Le Traître retrace l’histoire de Thomas Buscetta, un mafieux repenti qui dénonça de nombreux membres de la mafia sicilienne.

Le réalisateur, Marco Bellochio, ne se perd pas dans la complexité d’une histoire vraie et très dense. Divisant son film en trois parties, il filme différents moments de la vie de Thomas Buscetta, alias Don Macino. Ce dernier révèle les noms de nombreux mafiosi, s’ensuivent leur procès, dont les conséquences formulent une troisième partie, plus brève.

Point culture. En Sicile, la mafia s’appelle « Cosa Nostra ». Littéralement, cela signifie « Notre chose » mais le sens serait plutôt « voilà notre business ; il convient de ne pas s’en mêler ». La Cosa Nostra se compose de plusieurs “familles”, le terme désignant une équipe, un groupe, pouvant associer des membres de plusieurs familles, au sein filial du terme. Thomas Buscetta appartient à la famille Bontate.
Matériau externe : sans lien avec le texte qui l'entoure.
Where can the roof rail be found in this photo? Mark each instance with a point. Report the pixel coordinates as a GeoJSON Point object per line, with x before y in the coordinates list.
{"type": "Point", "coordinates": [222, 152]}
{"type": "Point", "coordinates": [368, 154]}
A la fin des années 70, la famille Corleonesi solde des rivalités liées au trafic d’héroïne en éliminant méthodiquement les membres des autres familles. C’est aussi un moyen d’accroitre sa supériorité. L’épisode est nommé Deuxième guerre de la Mafia.

Elle succède à la première guerre, qui s’est déroulée au début des années 60, et à la suite de laquelle Buscetta a fui aux Etats-Unis, où il a ouvert… une pizzeria. Ensuite installé au Brésil, il a mis en place un réseau de trafic de drogue. Capturé, renvoyé en prison en Italie, il parvint à s’échapper et à retourner sur la terre du Corcovado. Arrêté une nouvelle fois en 1983, il se retrouve alors face à Giovanni Falcone, un juge qui a fait le trajet depuis l’Italie exprès pour l’interroger.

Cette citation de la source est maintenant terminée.